Here is that that looks like visually (this is a general stylized example, not the results for the NJ minimum wage example.)

This is what the observed data would look like. The line on the bottom is the control group and the line on the top is the treatment group. We have measures for the outcome for each group in each time period. Obviously, the treatment group is a much different case then the control group. The outcome of interest is always higher in this treatment group compared to the control group, so a “straight” comparison would likely be confounded.

This second image visualizes what we are doing with DiD. The way that we make use of the control group is through the Parallel Trends Assumption. We assume that the trend in the control group is indicative of what would have happened in the treatment group if it had not been treated. The slope of the dotted line is the same as the slope in the control group. In other words, our counterfactual for what would have happened in the treated group absent treatment is just the change in outcome in the control group.

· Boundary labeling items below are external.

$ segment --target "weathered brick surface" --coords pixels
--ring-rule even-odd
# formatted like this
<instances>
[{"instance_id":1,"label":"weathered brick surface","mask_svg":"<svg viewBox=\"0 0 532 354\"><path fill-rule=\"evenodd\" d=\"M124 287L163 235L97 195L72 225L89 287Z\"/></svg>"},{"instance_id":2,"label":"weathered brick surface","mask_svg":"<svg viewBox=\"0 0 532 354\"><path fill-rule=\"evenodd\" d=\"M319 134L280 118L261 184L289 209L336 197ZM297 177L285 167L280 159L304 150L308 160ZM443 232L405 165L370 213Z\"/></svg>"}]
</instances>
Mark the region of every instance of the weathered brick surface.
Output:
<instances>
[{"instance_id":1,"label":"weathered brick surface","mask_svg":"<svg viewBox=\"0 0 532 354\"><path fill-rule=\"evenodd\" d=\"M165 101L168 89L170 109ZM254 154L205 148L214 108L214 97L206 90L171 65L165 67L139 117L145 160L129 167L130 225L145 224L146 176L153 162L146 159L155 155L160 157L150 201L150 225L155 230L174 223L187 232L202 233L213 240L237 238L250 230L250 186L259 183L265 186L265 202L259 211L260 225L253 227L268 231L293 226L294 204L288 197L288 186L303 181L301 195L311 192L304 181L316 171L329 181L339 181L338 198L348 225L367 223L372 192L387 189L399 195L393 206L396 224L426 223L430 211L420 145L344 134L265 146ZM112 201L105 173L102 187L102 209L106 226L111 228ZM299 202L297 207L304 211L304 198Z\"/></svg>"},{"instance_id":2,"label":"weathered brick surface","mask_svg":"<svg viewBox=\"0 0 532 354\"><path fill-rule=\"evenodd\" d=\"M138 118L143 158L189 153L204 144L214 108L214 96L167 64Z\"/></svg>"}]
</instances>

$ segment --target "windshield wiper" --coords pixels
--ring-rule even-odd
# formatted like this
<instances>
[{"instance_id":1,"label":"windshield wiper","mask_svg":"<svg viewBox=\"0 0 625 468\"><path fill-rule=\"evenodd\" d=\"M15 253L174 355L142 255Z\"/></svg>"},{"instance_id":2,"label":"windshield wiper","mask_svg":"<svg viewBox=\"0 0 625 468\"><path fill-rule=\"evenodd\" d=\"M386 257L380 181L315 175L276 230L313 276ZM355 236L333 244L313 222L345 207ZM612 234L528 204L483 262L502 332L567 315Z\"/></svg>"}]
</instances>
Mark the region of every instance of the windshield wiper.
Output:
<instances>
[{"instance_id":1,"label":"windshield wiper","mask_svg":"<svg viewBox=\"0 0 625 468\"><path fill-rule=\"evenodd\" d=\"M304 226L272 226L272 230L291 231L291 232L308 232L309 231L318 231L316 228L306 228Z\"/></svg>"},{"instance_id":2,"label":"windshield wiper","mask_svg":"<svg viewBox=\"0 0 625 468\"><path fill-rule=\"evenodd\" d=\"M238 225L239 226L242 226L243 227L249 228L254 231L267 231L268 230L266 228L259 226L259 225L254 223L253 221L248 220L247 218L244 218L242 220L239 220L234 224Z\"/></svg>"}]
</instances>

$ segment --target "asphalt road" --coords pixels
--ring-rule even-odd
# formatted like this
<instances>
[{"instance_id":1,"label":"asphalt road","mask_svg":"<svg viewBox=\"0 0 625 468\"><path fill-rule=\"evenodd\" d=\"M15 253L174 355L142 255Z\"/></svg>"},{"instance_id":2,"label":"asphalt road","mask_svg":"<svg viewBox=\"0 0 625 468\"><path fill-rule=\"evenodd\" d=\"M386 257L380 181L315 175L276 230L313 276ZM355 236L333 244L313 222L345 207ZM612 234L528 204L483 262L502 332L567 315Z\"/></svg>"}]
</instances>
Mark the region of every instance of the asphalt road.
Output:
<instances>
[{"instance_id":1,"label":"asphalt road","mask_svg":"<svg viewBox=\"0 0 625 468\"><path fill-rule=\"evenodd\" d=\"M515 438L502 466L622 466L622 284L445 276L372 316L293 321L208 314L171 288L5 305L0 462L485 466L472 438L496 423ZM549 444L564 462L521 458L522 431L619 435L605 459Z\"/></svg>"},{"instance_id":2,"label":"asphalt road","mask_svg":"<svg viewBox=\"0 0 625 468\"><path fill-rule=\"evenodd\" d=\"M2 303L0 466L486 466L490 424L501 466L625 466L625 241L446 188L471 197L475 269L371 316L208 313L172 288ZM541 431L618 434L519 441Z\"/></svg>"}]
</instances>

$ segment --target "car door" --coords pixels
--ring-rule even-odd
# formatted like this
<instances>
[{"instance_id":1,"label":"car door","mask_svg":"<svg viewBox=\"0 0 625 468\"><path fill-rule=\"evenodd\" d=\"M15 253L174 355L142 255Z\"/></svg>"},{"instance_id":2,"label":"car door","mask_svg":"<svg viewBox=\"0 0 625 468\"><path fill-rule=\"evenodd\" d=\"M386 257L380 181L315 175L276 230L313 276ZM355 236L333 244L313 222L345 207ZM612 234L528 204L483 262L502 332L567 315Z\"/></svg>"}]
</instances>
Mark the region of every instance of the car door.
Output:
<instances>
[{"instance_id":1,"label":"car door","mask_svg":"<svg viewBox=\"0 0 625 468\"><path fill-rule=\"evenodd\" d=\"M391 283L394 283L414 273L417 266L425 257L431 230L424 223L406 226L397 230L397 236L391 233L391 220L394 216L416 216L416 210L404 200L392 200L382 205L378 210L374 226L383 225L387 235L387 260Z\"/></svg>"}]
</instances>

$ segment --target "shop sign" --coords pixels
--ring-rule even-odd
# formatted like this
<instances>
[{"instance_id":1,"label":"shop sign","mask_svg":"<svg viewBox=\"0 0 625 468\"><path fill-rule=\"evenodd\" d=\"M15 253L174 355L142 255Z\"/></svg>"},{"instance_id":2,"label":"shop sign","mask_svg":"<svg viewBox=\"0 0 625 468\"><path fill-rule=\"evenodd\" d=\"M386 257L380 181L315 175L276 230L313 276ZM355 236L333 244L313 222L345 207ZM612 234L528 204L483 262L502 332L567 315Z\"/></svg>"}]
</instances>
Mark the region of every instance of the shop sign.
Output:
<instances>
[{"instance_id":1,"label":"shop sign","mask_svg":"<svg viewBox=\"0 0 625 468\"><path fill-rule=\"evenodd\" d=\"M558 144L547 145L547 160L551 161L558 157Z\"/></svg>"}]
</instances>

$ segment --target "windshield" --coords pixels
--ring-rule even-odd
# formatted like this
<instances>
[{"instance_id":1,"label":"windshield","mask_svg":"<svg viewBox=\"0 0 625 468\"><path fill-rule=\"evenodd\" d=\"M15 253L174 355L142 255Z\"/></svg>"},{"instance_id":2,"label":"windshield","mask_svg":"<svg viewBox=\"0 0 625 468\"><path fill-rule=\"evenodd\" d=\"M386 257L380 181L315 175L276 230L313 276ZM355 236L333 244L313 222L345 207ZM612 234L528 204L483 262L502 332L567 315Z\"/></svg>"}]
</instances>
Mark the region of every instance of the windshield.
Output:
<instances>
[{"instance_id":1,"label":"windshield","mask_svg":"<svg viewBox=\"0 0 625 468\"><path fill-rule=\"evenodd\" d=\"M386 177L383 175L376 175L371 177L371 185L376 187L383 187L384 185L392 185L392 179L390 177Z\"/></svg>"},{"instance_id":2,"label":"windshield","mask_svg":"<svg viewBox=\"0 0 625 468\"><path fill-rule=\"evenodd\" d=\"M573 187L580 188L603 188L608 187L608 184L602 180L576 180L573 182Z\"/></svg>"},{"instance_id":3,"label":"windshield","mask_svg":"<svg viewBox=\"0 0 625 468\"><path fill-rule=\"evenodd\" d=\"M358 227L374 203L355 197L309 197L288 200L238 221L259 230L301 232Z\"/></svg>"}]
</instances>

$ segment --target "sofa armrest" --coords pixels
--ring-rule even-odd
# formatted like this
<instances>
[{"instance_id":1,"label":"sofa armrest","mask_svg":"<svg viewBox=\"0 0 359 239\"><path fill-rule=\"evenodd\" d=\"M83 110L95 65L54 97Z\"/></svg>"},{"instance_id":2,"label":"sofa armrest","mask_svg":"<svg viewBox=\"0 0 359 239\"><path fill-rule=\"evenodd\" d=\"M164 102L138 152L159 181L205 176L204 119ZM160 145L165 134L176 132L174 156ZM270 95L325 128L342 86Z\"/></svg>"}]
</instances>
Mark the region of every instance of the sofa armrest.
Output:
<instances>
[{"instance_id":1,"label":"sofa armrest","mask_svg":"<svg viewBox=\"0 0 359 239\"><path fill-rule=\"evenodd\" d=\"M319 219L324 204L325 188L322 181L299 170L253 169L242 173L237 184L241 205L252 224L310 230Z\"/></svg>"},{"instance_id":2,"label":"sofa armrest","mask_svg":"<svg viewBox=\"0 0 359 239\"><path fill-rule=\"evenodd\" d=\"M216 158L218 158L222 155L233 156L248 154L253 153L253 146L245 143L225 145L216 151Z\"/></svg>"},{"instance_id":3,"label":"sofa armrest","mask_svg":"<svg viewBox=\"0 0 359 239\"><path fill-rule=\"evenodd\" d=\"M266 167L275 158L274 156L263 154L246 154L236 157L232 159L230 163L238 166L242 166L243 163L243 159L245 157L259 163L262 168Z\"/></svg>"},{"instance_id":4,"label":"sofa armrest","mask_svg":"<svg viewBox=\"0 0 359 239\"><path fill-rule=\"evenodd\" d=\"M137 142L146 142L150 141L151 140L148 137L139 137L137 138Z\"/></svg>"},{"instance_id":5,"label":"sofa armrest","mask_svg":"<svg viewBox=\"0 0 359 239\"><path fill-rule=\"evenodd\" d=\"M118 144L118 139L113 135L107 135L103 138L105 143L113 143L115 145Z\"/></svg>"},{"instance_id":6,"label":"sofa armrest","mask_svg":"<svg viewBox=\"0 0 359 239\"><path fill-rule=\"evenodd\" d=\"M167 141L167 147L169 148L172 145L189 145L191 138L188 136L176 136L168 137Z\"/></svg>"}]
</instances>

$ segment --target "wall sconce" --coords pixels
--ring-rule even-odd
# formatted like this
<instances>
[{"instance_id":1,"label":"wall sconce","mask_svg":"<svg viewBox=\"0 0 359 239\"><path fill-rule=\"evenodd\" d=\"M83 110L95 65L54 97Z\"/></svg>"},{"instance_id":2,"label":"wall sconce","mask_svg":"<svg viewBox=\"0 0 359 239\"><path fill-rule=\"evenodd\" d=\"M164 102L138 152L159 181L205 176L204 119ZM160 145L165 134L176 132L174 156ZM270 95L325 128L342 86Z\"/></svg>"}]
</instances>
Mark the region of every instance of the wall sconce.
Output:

Our estimate of the effect is the real post-treatment value of the outcome for the treated group minus our counterfactual of what would have happened if the treatment group had followed the trajectory of the control group.
Let’s put some real numbers to this from the NJ minimum wage case:
These differences are the right differences but I don’t know the actual starting numbers for employment in these states so I’m just making those up….
| Before | After | |
|---|---|---|
| NJ | 93 | 90.84 |
| PA | 88 | 88.59 |
The employment rate in New Jersey before the minimum wage hike was 93%, and it was 90.84% after. The employment rate in Pennsylvania was 88% before New Jersey’s wage hike, and 88.59% after.
Pennsylvania changed by \(+.59\), so that’s what we are going to assume New Jersey would have changed by if they had not raised their minimum wage: \(93+.59 = 93.59\).
To get the effect we can compare that number to the observed number: \(90.84-93.59 = -2.75.\)
As discussed above, we can get this number more simply by just taking the difference in the differences: \((93-90.84)-(88-88.59)=-2.75\).
The estimated effect of the NJ minimum wage hike was to increase unemployment by about 2.75 points.
What do we have to assume in order to believe this estimate.
The key to this is believing that the trend in Pennsylvania is a good stand in for what would have happened in New Jersey had they not made the policy switch. This is not something that is possible to measure because it relies on counter factual thinking. The best that we can do (and this is what people do) is to examine the degree to which the treated and control groups were trending together in previous periods before the treatment. If the two groups are always in lock step up and and down (not necessarily at the same level, but following the same trends) then we can have more confidence that the trend in one group post-treatment is a good stand in for what the trend in the treatment group absent treatment.